Once you have identified the IDV, look at the coverage provided by various plans. Usually a comprehensive policy has two coverage parts – third party cover and own damage cover. Also, there might be riders available which allow you to customize your plan and enhance the coverage. Special consideration should be given to such riders as adding them would increase the premium incidence.
Riders should be chosen based on your requirements. For instance, a zero depreciation cover works wonders for newer cars while an engine protect rider is helpful if monsoons causes water-logging problems in your locality and endangers your car’s engine. Cut down the frills but opt for riders which pertain to your requirement and you can substantially lower the premium.
Step 3 – Assess the optimal premium based on the cover.
The premium for a third party cover is fixed by the IRDA. It is the own damage premium which varies across insurers and is fixed on the IDV of the car. Riders too increase the premium. So, compare the different premium quotes on two parameters – the computed IDV and any additional rider benefits.
Step 4 – Utilize policy discounts and accumulated No Claim Bonus (NCB).
If you are transferring your insurance plan to a new car or renewing your car insurance plan, you can reduce your premium if you have any accumulated NCB in your previous policy. NCB is allowed if the policyholder does not make any claims in the last year. This NCB lowers the premium.

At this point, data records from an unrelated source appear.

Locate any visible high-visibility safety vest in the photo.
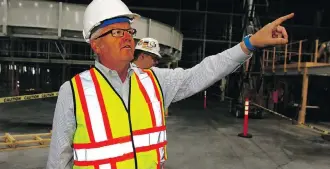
[70,68,167,169]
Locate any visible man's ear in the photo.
[139,53,144,60]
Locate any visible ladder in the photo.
[0,131,51,152]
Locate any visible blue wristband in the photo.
[243,35,256,51]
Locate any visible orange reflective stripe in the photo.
[139,70,165,169]
[75,75,95,143]
[134,73,156,127]
[143,70,165,125]
[73,126,166,149]
[74,141,167,166]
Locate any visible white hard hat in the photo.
[135,38,162,58]
[83,0,140,42]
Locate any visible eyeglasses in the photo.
[95,28,136,39]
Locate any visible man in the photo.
[47,0,293,169]
[133,38,162,69]
[133,38,168,116]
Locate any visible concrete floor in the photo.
[0,99,330,169]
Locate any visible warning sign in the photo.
[0,92,58,104]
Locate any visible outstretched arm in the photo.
[46,82,76,169]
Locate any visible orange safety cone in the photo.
[165,109,168,117]
[238,98,252,138]
[204,90,206,109]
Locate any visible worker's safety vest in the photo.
[71,68,167,169]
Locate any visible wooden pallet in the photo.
[0,132,51,152]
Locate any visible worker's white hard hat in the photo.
[135,38,162,58]
[83,0,140,43]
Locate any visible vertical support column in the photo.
[0,0,8,35]
[298,68,309,124]
[62,65,66,84]
[228,12,233,48]
[148,19,152,37]
[201,0,208,60]
[167,62,171,69]
[298,40,302,72]
[57,2,63,37]
[314,39,319,63]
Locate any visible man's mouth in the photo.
[122,45,132,49]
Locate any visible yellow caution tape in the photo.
[251,103,330,134]
[0,92,58,104]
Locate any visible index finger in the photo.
[273,13,294,26]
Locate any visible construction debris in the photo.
[0,132,51,152]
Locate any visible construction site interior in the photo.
[0,0,330,169]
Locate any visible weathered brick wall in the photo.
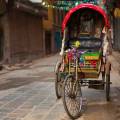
[9,9,44,62]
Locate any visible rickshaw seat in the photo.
[68,37,103,50]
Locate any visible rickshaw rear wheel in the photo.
[55,62,62,99]
[106,73,110,101]
[62,75,83,119]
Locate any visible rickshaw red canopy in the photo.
[62,3,110,31]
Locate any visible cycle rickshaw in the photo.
[55,3,111,119]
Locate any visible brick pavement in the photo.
[0,55,118,120]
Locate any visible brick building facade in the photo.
[0,1,47,63]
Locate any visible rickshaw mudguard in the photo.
[62,3,110,32]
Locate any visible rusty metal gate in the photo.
[113,18,120,50]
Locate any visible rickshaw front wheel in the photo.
[62,75,83,119]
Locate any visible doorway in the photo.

For those who are buying a new car insurance plan, there might be discounts in a policy which should be explored for reducing the premium.
Step 5 – Portability
Blindly sticking to one insurance policy when other plans are offering a lower premium for the same level of coverage is foolish. You should constantly review your car insurance plan on each renewal and if a cheaper substitute is found you should port your policy and enjoy lower premiums.
Following these steps would definitely result in a much lower premium than you were originally charged. This little nugget of wisdom is, therefore, sure to make your pockets and consequently you happy.